Pages

Pages

Sunday, August 02, 2020

Let us re-make the world

All the recent figures highlighting wealth inequality are merely by way of underscoring the tendency that exists in capitalist society, the polarising more and more wealth at one end into the hands of fewer and fewer persons, and at the other, misery, oppression, poverty and degradation as the lot of more and more. This was discovered long ago by Karl Marx and no matter how often it his attacked by the apologists for capitalism, it still remains an inescapable fact.

Under private ownership, production is undertaken to satisfy not the needs of the people as a whole, but to satisfy private profit. If profit cannot be obtained, production shuts down. Businesses compete against each other, not out of a desire to satisfy the needs of the people for clothing, cars or refrigerators but in order to capture the market and outsell their competitors to make more profits. Alternating bubbles and recessions are the only too well known characteristics of capitalist society. The socialist movement has long since rendered its verdict on the capitalist class. They’re all guilty.
The Socialist Party is the only party are prepared to sacrifice their time and efforts for the ideas it holds to be true. At this point the skeptics ask:
“But how many are there of you? Isn’t it true that your Socialist Party consists of only a handful of people? How can such a small party get anywhere?”
The last thing that the Workers Party seeks to do is to conceal the fact that its numbers are small. It has no need to engage in wild exaggerations of its size, as so many left-wing parties do, because it does not regard its present size to be the decisive factor in its ability to achieve its goal. If the achievement of socialism depended upon the strength of the party today then the question of whether the Socialist Party had five hundred or five thousand members would surely make no difference, for one figure would be as inadequate as the other. We therefore see that the question is not one of how we “expect to get anywhere with such a small party.” The real question is this: Are the ideas of the Socialist Party sowing the seeds of socialism which workers will rally to tomorrow?
The fact that socialism is now possible does not mean that workers will strive for it, no matter how alluring a socialist society appears. Socialism is possible but we have to await the time when workers realise that capitalism is proving itself increasingly impossible and those who considers socialism to be a daydream are driven to consider capitalism a nightmare. Socialism represents the economic salvation of our times. Every every worker will come to recognize that capitalism is the common enemy,
The worker is the heart of all wealth. When workers stop production there is paralysis. Compare this indispensability of the workers with the other class in society. Not all the gold in the treasury of the United States could smelt steel in the furnaces. Not all the stocks and shares in Wall Street – certificates of ownership of the means of production – can mine one lump of ore. Not a capitalist – for all their so-called risk-taking and so-called management and who are supposed to be essential – could produce a nut or bolt for a car. When a corporation shuts down one of its factories and stops production, it is no proof of the indispensability of capitalists in the production processes. It only points up the folly of the workers in allowing capitalism to stand between them and the factory of which labour is the heart.
Such a demonstration of labour’s might as we have seen in recent strikes also makes clear the relation between engineers, scientists, technicians and the masses of workers. Absolutely necessary as these brain-workers are, without the mass of workers all the engineering, scientific and technical know-how would be wasted. It is toil that makes reality of new ideas. Even if scientists conceive an automated civilization, it will still be labour that will manufacture the buttons to push. Therefore, both by their all-controlling position in production and by their overwhelming numbers the workers are the mightiest class in modern society.
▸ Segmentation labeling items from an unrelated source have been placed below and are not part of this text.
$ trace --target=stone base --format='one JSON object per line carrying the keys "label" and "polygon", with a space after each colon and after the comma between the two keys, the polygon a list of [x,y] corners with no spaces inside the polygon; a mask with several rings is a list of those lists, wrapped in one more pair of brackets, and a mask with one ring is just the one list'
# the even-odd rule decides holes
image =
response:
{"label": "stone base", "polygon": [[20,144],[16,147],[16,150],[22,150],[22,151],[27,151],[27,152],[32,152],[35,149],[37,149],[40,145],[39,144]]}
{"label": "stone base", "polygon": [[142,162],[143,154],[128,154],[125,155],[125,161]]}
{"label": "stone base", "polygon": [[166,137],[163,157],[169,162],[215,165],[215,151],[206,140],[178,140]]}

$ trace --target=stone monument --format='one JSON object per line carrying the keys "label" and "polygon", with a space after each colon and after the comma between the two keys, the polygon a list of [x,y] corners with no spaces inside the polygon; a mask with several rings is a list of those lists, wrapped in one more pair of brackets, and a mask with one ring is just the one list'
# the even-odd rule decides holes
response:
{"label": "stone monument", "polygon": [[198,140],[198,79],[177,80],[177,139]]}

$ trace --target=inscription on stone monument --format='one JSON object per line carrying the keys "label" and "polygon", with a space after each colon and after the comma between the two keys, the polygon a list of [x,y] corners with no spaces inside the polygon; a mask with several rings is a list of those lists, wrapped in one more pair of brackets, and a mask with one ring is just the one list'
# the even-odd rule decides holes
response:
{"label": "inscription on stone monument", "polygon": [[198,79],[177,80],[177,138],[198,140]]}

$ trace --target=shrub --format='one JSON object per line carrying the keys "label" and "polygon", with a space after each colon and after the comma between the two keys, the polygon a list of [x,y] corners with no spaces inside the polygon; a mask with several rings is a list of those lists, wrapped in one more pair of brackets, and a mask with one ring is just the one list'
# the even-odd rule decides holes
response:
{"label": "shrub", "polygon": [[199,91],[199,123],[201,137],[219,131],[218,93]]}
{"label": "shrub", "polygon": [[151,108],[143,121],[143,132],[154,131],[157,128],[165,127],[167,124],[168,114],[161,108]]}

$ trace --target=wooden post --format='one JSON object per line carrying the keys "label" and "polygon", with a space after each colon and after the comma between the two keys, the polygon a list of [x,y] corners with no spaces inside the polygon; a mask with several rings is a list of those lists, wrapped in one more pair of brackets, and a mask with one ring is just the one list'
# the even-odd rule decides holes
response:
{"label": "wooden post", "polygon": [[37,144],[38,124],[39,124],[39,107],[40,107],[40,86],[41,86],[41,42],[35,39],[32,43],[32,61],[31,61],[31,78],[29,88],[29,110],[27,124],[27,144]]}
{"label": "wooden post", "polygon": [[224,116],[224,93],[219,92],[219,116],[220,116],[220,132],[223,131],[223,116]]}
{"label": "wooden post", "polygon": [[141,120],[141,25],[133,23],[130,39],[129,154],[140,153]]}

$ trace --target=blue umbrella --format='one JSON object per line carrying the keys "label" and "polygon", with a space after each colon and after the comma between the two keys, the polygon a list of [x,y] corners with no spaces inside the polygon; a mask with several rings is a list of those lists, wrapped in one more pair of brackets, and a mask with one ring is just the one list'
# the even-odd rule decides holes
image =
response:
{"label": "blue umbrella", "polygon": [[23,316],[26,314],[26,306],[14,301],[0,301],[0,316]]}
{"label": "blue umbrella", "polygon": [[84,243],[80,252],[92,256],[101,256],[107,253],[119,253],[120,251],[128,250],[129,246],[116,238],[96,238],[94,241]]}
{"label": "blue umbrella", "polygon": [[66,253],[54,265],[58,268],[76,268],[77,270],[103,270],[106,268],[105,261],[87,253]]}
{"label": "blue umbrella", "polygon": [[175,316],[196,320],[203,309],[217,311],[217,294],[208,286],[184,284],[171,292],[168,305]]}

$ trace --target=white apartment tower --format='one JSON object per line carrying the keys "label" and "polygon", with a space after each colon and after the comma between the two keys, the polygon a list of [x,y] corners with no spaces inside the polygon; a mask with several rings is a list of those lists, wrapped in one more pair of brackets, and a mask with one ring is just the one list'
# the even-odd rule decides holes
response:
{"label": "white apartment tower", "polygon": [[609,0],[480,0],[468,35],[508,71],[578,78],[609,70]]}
This mighty class is by no means numbered by industrial, mining and transport workers only. The agricultural and dairy workers, without whom we would all starve, are part of the working class. So are the various categories of white collar and wage-earning “middle-class” professional workers, all necessary in our complex intricate society. By its key position in production, by its vast numbers and by its relation to other elements in society whose security has vanished under capitalism, the working class should be up on top, controlling production in the interest of all the people. However, the working class is not in a command. While strikes show so clearly that without labour there is nothing, the same strikes have shown the limitation the workers can make of their power. The workers have struck for wage increases, shorter hours and improved conditions. Their militancy and solidarity have the had bosses and politicians frightened stiff. Then what happens? Our fellow-workers put away their strength in storage. Production is returned back to the capitalists to direct once more. The government remains in the hands of the capitalist politicians of the major parties. The government, anxious to relieve the capitalists of every “hardship” and mindful of the “risks” of profit-making, grants the employers concessions and passes anti-union laws.
The Socialist Party asks “Why do workers not make full use of their strength to break the vicious circle of capitalism and end the exploitation and oppression?”
Strikes are necessary weapons for definite objectives and for limited periods. But permanently, the affairs of the country are settled by political action to take control the State so as to build a socialist society and be able to plan and control production in the interest of the people. This is the way to break the crazy capitalist control. If workers makes up its mind to do this, nothing can stop it.